The August 7, 2009 decision of the Supreme Court of Canada in the Kerry decision1 relating to pension plans essentially upholds the findings of the Ontario Court of Appeal from 2007. The highlights are as follows:

  • Provided that (i) there is a single, ongoing pension plan with both a DB and a DC feature, (ii) the members of both parts are beneficiaries of the pension trust fund,2 and (iii) the employer may lawfully take contributions holidays in respect of the DB feature, then it is not unlawful under the Pension Benefits Act (Ontario) or the common law to also apply the surplus in the trust fund to take employer contribution holidays in respect of the DC members of the plan.
  • Vis-à-vis payment of pension plan expenses, unless an employer has clearly committed to paying a plan expense, it is not obliged to pay plan expenses and it is not unlawful to charge reasonable and bona fide plan expenses to the pension trust fund (in this case Kerry (Canada) Inc. had committed to paying trust expenses and had continued to do so, but the expenses in dispute related to plan expenses such as actuarial, legal, accounting etc. in the administration of the plan).
  • The amendment of a pension plan to allow the employer to charge pension plan expenses to the trust fund is not prohibited merely because the trust agreement or pension plan (or both) contains an "exclusive benefit" clause. However, expenses incurred to review the plan terms in support of a decision to add a DC provision was for the sole benefit of the employer and should not be charged to the pension plan.
  • With respect to cost awards in litigation of this type, the court upheld the ruling that the Financial Services Tribunal has no jurisdiction to order litigation costs payable from a pension fund where the fund is not a party to the proceeding (as it was not here) and that while a court has authority to order litigation costs be paid from a pension trust fund in some cases, where the litigation is not for the advantage of all of the beneficiaries of the pension plan, then the matter is "adversarial" and such costs should not be awarded from the pension trust fund.

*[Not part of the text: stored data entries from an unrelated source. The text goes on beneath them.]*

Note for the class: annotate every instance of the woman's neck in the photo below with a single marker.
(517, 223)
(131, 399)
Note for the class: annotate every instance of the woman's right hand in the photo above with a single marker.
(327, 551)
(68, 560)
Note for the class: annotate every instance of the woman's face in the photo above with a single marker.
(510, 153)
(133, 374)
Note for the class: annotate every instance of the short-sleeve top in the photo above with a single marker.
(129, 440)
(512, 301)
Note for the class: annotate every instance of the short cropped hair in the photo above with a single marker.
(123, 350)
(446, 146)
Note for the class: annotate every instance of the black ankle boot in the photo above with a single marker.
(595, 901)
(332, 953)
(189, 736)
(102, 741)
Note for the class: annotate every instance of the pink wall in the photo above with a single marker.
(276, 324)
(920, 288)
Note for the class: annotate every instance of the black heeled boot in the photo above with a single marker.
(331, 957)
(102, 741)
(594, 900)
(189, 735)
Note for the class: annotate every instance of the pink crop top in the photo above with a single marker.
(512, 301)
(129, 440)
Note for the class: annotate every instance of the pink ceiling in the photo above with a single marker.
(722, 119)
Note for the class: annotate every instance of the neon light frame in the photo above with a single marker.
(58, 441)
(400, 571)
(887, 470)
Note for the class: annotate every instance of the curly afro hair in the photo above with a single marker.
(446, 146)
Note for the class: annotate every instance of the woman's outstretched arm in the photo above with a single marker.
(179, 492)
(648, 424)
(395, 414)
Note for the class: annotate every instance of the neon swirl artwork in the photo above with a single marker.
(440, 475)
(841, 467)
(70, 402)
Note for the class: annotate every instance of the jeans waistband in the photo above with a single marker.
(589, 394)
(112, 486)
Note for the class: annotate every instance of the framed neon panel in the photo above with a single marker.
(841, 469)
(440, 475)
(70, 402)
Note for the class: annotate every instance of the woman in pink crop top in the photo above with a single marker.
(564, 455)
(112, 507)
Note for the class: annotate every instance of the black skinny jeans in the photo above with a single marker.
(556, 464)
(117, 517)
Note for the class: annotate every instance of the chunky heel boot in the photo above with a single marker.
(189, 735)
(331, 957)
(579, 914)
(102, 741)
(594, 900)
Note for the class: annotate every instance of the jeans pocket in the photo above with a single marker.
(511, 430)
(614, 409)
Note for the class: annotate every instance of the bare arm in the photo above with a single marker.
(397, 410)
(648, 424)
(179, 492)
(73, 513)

The foregoing is necessarily an abbreviated highlight of the decision and it must be remembered that all cases turn on their individual facts. Also, seven Justices of the Supreme Court of Canada heard this matter and while five of them supported the Ontario Court of Appeal decision in concluding that the DC contribution holidays were not unlawful, two of the justices disagreed with that conclusion. In the coming days, we will provide a more detailed analysis of this important decision and its implications for employer and other stakeholders in the pension industry. In the meantime employers should take this decision as a welcome "good news" story after a difficult several months on the pension front.

Footnotes

1. Kerry (Canada) Inc. v. DCA Employees Pension Committee (Kerry) 2009 SCC 39.

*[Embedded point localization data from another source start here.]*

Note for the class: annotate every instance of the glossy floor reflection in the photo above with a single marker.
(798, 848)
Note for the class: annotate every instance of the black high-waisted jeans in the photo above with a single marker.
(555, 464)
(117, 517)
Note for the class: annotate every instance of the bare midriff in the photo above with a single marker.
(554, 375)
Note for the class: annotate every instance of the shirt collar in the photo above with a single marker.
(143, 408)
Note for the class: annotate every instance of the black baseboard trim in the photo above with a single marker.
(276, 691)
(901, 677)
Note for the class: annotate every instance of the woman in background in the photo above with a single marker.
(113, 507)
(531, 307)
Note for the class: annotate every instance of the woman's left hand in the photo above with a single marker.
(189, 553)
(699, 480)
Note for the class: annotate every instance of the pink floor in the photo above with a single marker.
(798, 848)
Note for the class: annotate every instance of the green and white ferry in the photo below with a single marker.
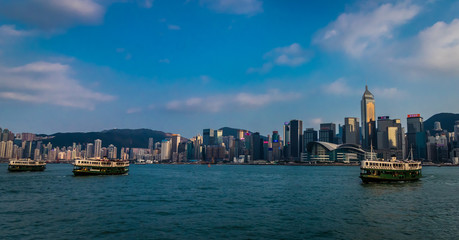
(87, 167)
(24, 165)
(390, 171)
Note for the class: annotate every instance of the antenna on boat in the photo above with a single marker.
(371, 151)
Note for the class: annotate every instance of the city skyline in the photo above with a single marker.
(184, 66)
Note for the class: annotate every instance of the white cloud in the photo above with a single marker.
(340, 88)
(205, 79)
(51, 14)
(134, 110)
(438, 49)
(388, 93)
(147, 3)
(316, 121)
(9, 34)
(225, 102)
(356, 33)
(293, 55)
(48, 83)
(11, 31)
(241, 7)
(173, 27)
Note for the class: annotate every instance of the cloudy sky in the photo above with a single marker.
(184, 65)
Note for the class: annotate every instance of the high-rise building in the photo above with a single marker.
(166, 150)
(218, 137)
(416, 136)
(28, 152)
(310, 135)
(456, 131)
(175, 142)
(89, 150)
(351, 133)
(286, 136)
(9, 149)
(257, 146)
(2, 149)
(327, 132)
(97, 148)
(390, 138)
(208, 136)
(296, 139)
(368, 119)
(151, 144)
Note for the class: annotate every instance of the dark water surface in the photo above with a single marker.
(235, 202)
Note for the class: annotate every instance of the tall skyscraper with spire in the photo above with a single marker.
(368, 119)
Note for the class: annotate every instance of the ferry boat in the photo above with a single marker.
(86, 167)
(390, 171)
(23, 165)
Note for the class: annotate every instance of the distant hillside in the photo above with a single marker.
(137, 138)
(447, 121)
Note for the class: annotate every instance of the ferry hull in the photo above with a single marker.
(390, 176)
(376, 179)
(13, 168)
(79, 172)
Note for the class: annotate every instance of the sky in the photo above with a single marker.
(181, 66)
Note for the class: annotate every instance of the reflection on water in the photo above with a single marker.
(237, 202)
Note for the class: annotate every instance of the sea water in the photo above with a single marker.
(226, 202)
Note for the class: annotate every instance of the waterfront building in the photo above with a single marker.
(89, 150)
(166, 150)
(368, 119)
(175, 142)
(351, 131)
(208, 136)
(9, 149)
(276, 146)
(218, 137)
(389, 138)
(286, 133)
(296, 139)
(27, 149)
(416, 137)
(97, 148)
(309, 135)
(2, 149)
(151, 144)
(325, 152)
(327, 132)
(257, 146)
(456, 132)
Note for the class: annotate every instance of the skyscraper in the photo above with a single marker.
(257, 146)
(175, 142)
(151, 144)
(296, 139)
(286, 136)
(97, 148)
(310, 135)
(368, 119)
(390, 138)
(89, 150)
(351, 133)
(416, 136)
(208, 136)
(327, 132)
(218, 137)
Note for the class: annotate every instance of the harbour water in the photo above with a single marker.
(234, 202)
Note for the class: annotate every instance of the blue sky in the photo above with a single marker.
(181, 66)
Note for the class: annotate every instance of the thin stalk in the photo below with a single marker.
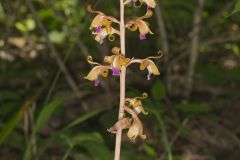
(122, 82)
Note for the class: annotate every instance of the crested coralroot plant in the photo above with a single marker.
(117, 63)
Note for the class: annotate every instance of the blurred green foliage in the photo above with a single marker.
(57, 124)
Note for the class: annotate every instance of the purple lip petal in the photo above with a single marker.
(149, 76)
(115, 71)
(101, 40)
(142, 36)
(98, 29)
(96, 82)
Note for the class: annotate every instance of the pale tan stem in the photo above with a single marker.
(122, 82)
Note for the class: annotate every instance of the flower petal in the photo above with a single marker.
(121, 124)
(150, 3)
(96, 71)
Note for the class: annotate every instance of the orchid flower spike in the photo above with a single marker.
(97, 71)
(136, 103)
(141, 25)
(102, 25)
(116, 61)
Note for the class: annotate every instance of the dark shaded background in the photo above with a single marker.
(49, 111)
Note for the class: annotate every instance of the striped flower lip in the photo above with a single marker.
(96, 82)
(142, 36)
(98, 29)
(115, 71)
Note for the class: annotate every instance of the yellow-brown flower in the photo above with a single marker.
(136, 103)
(99, 70)
(102, 25)
(148, 64)
(136, 128)
(116, 61)
(149, 3)
(141, 25)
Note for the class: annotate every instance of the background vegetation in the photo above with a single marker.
(48, 110)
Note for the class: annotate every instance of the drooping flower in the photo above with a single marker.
(136, 103)
(101, 33)
(141, 25)
(102, 25)
(148, 64)
(116, 61)
(149, 3)
(123, 123)
(136, 128)
(99, 70)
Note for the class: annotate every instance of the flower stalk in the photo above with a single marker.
(102, 27)
(122, 82)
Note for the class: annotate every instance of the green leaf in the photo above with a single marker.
(98, 150)
(158, 91)
(42, 119)
(236, 8)
(57, 37)
(81, 137)
(12, 123)
(75, 122)
(46, 113)
(8, 95)
(194, 108)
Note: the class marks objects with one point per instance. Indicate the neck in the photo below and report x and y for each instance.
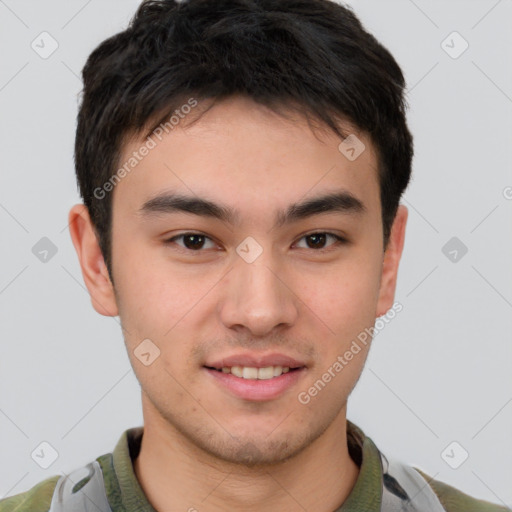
(175, 474)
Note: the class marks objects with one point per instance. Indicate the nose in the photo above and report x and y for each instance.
(258, 298)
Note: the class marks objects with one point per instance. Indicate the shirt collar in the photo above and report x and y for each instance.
(126, 495)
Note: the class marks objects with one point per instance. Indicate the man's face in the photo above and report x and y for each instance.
(249, 291)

2. In this case the Financial Services Tribunal had agreed that the plan at issue in Kerry could be validly amended with retroactive effect to result in such a configuration, although the terms of the plan in dispute were found at the time to constitute two somewhat separate parts with separate "trust funds".

The content of this article is intended to provide a general guide to the subject matter. Specialist advice should be sought about your specific circumstances.